Page 1 of 1
escaping characters problem
Posted: Sat Jan 20, 2007 12:56 pm
by cormullion
I'm processing some text so that various characters are replaced with alternative formulations. The problem is that the curly braces in the original text need to be replaced with \letteropenbrace{} but the backslashes need to be replaced with \letterbackslash{}, and I can't do both these operations independently.
One possible solution that occurred to me was to replace the '{' with some unique text that couldn't possibly occur in newLISP source code, then to replace it again once I'd finished the other characters. But is this the most efficient way of doing a sequence of changes? It looks inefficient as well, but perhaps it isn't.
Code: Select all
(set 'c to some string)
(set 'uuid1 (uuid))
(set 'uuid2 (uuid))
(replace "{" c uuid1)
(replace "}" c uuid2)
(replace {\} c {\letterbackslash{}})
(replace {$} c {\letterdollar{}} )
(replace {#} c {\letterhash{}})
(replace {!} c {\letterexclamationmark{}} )
(replace {|} c {\letterbar{}})
(replace {@} c {\letterat{}})
(replace {^} c {\letterhat{}})
(replace "%" c {\letterpercent{}} )
(replace "/" c {\letterslash{}} )
(replace "<" c {\letterless{}} )
(replace ">" c {\lettermore{}} )
(replace "~" c {\lettertilde{}} )
(replace "&" c {\letterampersand{}})
(replace "?" c {\letterquestionmark{}})
(replace "_" c {\letterunderscore{}})
(replace "’" c {\lettersinglequote{}})
; finally, replace the { and }
(replace uuid1 c {\letteropenbrace{}})
(replace uuid2 c {\letterclosebrace{}})
Is there a better solution?
Posted: Sat Jan 20, 2007 11:42 pm
by Lutz
I had the same problem when writing the Wiki and IDE software and then again when writing syntax.cgi. I came to the same solution, you are using:
(1) translate strings or characters into something else to protect them from change by 'replace'
(2) do the replacements
(3) translate the protected strings and characters back
'replace' is pretty fast, specially when using the raw string replacement without regular expressions. The only thing to consider is: perhaps using 'uuid' for each character is a bit expensive, because each uuid is 36 characters long, allthough it is a 100% safe solution, because a uuid is unique :), it all depends on the characteristics of your text.

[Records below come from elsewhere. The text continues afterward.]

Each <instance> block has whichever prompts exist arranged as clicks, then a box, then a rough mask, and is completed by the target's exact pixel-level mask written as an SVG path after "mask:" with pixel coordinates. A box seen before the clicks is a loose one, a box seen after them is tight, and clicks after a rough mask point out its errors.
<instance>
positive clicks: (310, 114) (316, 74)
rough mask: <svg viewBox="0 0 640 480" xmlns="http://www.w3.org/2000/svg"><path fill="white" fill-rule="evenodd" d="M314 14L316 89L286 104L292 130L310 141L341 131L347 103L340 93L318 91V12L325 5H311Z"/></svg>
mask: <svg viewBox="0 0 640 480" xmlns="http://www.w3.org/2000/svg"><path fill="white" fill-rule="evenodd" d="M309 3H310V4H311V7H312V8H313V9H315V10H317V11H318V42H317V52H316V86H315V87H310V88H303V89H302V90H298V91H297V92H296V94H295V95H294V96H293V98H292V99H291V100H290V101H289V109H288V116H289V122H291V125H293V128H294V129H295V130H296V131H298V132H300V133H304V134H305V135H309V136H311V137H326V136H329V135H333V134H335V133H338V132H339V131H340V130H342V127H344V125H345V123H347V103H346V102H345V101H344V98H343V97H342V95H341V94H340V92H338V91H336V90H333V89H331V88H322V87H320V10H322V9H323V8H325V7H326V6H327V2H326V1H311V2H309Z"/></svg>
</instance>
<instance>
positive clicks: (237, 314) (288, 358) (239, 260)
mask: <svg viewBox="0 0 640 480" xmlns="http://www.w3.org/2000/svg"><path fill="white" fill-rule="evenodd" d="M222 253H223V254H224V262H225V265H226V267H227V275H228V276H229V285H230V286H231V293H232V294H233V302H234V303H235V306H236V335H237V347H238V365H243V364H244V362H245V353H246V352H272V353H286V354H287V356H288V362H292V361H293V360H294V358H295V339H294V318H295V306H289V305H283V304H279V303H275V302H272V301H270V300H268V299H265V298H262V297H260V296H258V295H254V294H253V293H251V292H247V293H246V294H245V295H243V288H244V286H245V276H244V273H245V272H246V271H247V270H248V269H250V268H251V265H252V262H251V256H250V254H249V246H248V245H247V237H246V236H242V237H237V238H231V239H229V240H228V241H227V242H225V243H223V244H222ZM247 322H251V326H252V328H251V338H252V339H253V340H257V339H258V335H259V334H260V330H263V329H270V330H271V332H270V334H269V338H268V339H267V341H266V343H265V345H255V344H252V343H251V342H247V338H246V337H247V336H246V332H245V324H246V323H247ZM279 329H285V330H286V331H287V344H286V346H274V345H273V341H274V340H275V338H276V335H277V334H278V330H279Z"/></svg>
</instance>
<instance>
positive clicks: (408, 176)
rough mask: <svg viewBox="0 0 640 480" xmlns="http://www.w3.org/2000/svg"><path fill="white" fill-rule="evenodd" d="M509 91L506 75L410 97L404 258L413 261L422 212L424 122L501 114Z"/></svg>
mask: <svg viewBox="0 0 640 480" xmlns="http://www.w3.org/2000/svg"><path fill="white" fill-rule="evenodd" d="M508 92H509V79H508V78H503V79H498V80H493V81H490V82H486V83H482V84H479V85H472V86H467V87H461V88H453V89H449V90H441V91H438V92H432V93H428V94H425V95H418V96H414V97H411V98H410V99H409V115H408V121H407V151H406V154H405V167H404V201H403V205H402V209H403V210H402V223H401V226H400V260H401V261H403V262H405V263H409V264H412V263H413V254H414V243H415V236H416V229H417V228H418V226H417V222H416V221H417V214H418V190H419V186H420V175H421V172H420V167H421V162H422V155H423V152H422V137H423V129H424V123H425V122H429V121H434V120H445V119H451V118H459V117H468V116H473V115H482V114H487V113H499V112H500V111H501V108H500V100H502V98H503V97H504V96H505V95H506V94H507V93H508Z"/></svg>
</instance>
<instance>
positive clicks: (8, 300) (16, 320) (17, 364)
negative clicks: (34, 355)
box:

What I do in the Wiki is using HTML coded characters:
Code: Select all
(replace "&" str "&")
(replace "<" str "<")
(replace ">" str ">")
(replace " " str " ")
in normal text these sequences are pretty much never occuring and at least in the Wiki or IDE program they proved to be a safe choice.
Lutz
Posted: Sun Jan 21, 2007 12:56 pm
by cormullion
using HTML is good idea - although as soon as you write it, of course, you realise that it's an example of the sort of example that will break your script.
Or to put it another way, can the script process itself?
Everything's very quiet on the newLISP front recently? Is everybody switching to Lua? .... :-/
Posted: Sun Jan 21, 2007 1:45 pm
by HPW
Everything's very quiet on the newLISP front recently? Is everybody switching to Lua? .... :-/
I would not call it quiet, since 9.1 is on the horizon now.
No reason to switch anywhere, simply using this great language!
As Paul Graham states: 'Try to solve hard problems'.
(hpwNewLISP 2.19 gets more tightly integrated with neobook's 5.5.3 new privat variable feature.)
Improving things that are very good yet, gets more and more difficult!
;-)
Posted: Sun Jan 21, 2007 4:17 pm
by m i c h a e l
Hi Cormullion!
Cormullion wrote:Everything's very quiet on the newLISP front recently? Is everybody switching to Lua?
Perish the thought! Melissa and I have been hard at work on getting a version of neglOOk running on newLISP wiki. It is turning out quite awesome, if I may say so myself ;-) We hope to go live with it very soon.
Working with newLISP wiki has led me to an even greater appreciation of the inspiring work Lutz is doing on both the wiki and the language.
Lua is one of the languages I went some distance to learn. There are many things to commend in Lua, but one of them is not her speed of text processing using regular expressions (in my own experience, of course). This is the number one thing I end up using a language for.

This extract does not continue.